La contestation s’organise sur le Web en Russie. Le célèbre blogueur anti-corruption et leader de l’opposition russe Alexeï Navalni a été condamné mardi soir à 15 jours de prison pour avoir organisé la veille une marche de protestation contre le déroulement des législatives russes, remportées dimanche par le parti Russie unie du premier ministre Vladimir Poutine. Un scrutin entaché d’irrégularités aussitôt condamnées par les observateurs internationaux.

Alexeï Navalni a été interpellé vers 20h30 avec 300 autres manifestants dont le cofondateur du mouvement d’opposition libérale Solidarnost Ilia Iachine, lors d’un rassemblement organisé lundi soir dans le centre de Moscou qui a réuni 2000 personnes, 10 000 selon les organisateurs.

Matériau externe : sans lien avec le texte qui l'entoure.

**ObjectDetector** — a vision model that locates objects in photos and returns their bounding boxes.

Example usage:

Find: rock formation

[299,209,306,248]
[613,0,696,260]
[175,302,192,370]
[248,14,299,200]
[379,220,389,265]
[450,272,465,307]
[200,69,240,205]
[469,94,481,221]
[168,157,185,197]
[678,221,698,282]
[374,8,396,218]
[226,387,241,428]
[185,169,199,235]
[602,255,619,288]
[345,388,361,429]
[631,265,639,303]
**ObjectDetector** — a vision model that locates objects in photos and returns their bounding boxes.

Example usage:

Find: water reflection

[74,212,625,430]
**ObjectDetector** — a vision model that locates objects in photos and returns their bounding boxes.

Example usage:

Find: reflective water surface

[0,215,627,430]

Alexeï Navalni et Ilia Iachine ont tous deux été reconnus coupables de «refus d’obtempérer aux injonctions de représentants de la force publique». Son avocat, qui n’est pas autorisé à le voir, déplore que ses droits élémentaires soient bafoués. «Chaque citoyen a le droit d’être assisté par un avocat dès l’instant de son arrestation», a-t-il rappelé.

«Julian Assange russe»

La police russe, qui s’était déployée mardi dans le centre-ville de Moscou pour bloquer aux manifestants l’accès à plusieurs rues, n’est pas parvenue à réprimer la contestation. Les manifestants, des jeunes pour la plupart, ont répondu massivement aux appels de «désobéissance civile» lancés sur les réseaux sociaux. Il s’agit là d’une des plus importantes manifestations organisées à Moscou par l’opposition depuis le début des années 1990.

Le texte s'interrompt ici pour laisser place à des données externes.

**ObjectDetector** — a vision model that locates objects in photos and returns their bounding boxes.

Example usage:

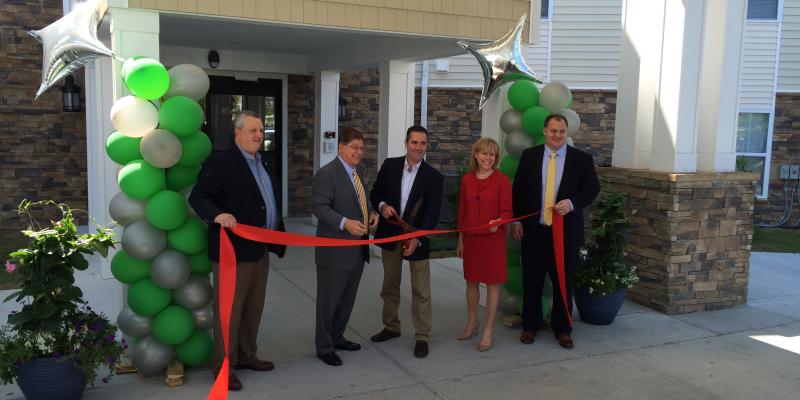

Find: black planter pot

[17,358,86,400]
[575,286,626,325]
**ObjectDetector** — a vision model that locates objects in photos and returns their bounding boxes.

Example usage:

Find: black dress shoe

[414,340,428,358]
[369,328,400,343]
[317,352,342,367]
[333,339,361,351]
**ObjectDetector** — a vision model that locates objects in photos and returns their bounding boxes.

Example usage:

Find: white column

Alexeï Navalni est une véritable star d’Internet en Russie et apparaît comme un leader de l’opposition. Cet avocat de 34 ans s’est fait un nom dans la lutte contre la corruption. Le blogueur, véritable «Julian Assange russe», du nom du célèbre fondateur de WikiLeaks, le site spécialisé dans la divulgation de câbles diplomatiques confidentiels, est passé maître ces trois dernières années dans la publication de faits de corruption qui lient notamment l’élite politique russe – les «intouchables» – à l’industrie gazière et pétrolière du pays.

Cet ancien membre du parti libéral Iabloko est l’auteur de plusieurs sites d’opposition. «Tout le monde reconnaît que la corruption est partout. Il est très étrange pour moi de l’admettre sans essayer de chasser et condamner les responsables», disait-il dans une interview accordée en février 2011 au quotidien britannique The Guardian.

Révélations sur Transneft

Pour y parvenir, Alexeï Navalni ne pirate pas des sources confidentielles comme Julian Assange. Il utilise simplement des documents disponibles sur les nombreux sites internet du gouvernement russe auxquels il a accès. Et les rend publics.

En novembre 2010, l’avocat a publié un audit révélant que le géant pétrolier russe Transneft avait siphonné du pétrole pour près de 5,7 milliards de francs suisses depuis un pipeline reliant la Russie au marché asiatique. Son plus grand coup. Depuis, il a gagné en popularité.

Alexeï Navalni, diplômé en droit et titulaire d’un master en finance, a rejoint l’opposition en 2000, peu après l’élection de Vladimir Poutine à la présidence russe. Dès lors, il a commencé son militantisme par l’organisation de manifestations contre le pouvoir

Ces derniers mois, un nombre croissant d’internautes lui ont demandé de se porter candidat à l’élection présidentielle du 4 mars 2012. Mais Alexeï Navalni a décliné l’offre, expliquant qu’il n’était pas kamikaze. Pourtant, un sondage conduit en octobre 2011 par le quotidien économique russe Kommersant soulignait que, si cette élection présidentielle était celle pour la mairie de Moscou, Alexeï Navalni triompherait loin devant le maire en poste aujourd’hui.

La popularité du blogueur et son franc-parler ne sont pas passés inaperçus. Alexeï Navalni fait actuellement face à plusieurs plaintes pénales.